Les Futurs de Liu Cixin : Au-delà des montagnes. Le géologue Feng Fan ne saurait trahir son humanité. Quand un astronef extraterrestre vient stationner au-dessus de l’océan qu’il sillonne, il est en train d’éventer le deuil inconsolable qui le maintient éloigné, par culpabilité, des monts qu’il aime pourtant tant gravir. Ce penchant pour l’alpinisme trouve un écho dans la montagne d’eau engendrée par une soudaine absence de gravité. Un sommet qu’il prend le parti d’explorer et où il va entrer en contact avec une créature dont le vécu renvoie, par analogies, à nos problèmes de ressources (un monde fini), d’environnement (gestion de l’espace et des pollutions) et de politique (les conflits entre les explorateurs et les administrateurs de cette société encore inconnue). Une fois de plus, Les Futurs de Liu Cixin se saisit de thématiques très actuelles, dont il irrigue son univers science-fictionnel, pour en extirper les lignes de force et les enjeux. En revanche, le récit manque cette fois de conflictualité et de souffle, si ce n’est à travers les propos rapportés par cette entité venue d’ailleurs. Eduard Torrents et Ruben Pellejero sont loin de démériter, mais ils peinent cependant à conférer une réelle épaisseur narrative à une construction dramatique trop scolaire et attendue.

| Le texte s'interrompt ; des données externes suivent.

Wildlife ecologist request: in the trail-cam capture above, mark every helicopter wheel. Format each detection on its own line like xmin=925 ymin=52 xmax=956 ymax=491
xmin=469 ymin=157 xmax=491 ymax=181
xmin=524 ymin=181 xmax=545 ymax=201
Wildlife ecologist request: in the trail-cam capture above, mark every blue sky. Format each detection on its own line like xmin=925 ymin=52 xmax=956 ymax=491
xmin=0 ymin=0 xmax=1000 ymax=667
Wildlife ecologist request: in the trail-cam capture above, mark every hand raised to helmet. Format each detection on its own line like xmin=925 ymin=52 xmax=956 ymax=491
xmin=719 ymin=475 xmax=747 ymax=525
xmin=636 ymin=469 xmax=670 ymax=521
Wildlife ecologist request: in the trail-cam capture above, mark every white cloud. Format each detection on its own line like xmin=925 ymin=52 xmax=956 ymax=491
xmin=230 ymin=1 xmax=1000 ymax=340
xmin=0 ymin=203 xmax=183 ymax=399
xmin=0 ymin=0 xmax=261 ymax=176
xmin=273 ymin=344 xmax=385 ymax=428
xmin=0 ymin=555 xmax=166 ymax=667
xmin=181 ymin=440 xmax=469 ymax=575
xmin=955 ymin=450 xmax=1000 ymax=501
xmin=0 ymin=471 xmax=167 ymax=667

Marécage : Sombra. Le Marécage, zone maudite et mystérieuse peuplée de créatures étranges, sert de refuge à Ysaut, héritière du trône de Palantia, cachée par le capitaine Ariston Bergère pour la protéger des conspirations. Malheureusement, la mission tourne mal. Ses ennemis sortent alors de l’ombre pour la traquer, et cela implique une aventurière masquée, Sombra, au centre du récit. Dessinateur, scénariste, producteur et réalisateur espagnol, Antonio Zurera transpose dans l’univers fantasy des intrigues de palais, fait cohabiter les figures héroïques et corrompues mais donne surtout corps et vie à un monde inventif et une ronde de personnages tous plus fascinants les uns que les autres. Si le lecteur prend plaisir à suivre les pérégrinations d’Ariston et Ysaut, à évaluer les menaces qui se dressent sur leur route et à explorer les tensions politiques de Palantia, il regrettera peut-être le caractère relativement convenu des enjeux, moins engageants que le microcosme qui les accueille en son sein. Le trait graphique, lui, fait pleinement sens et sert à merveille la fantaisie plus amère que douce de ce conte sur le pouvoir, le courage, la trahison et la bassesse.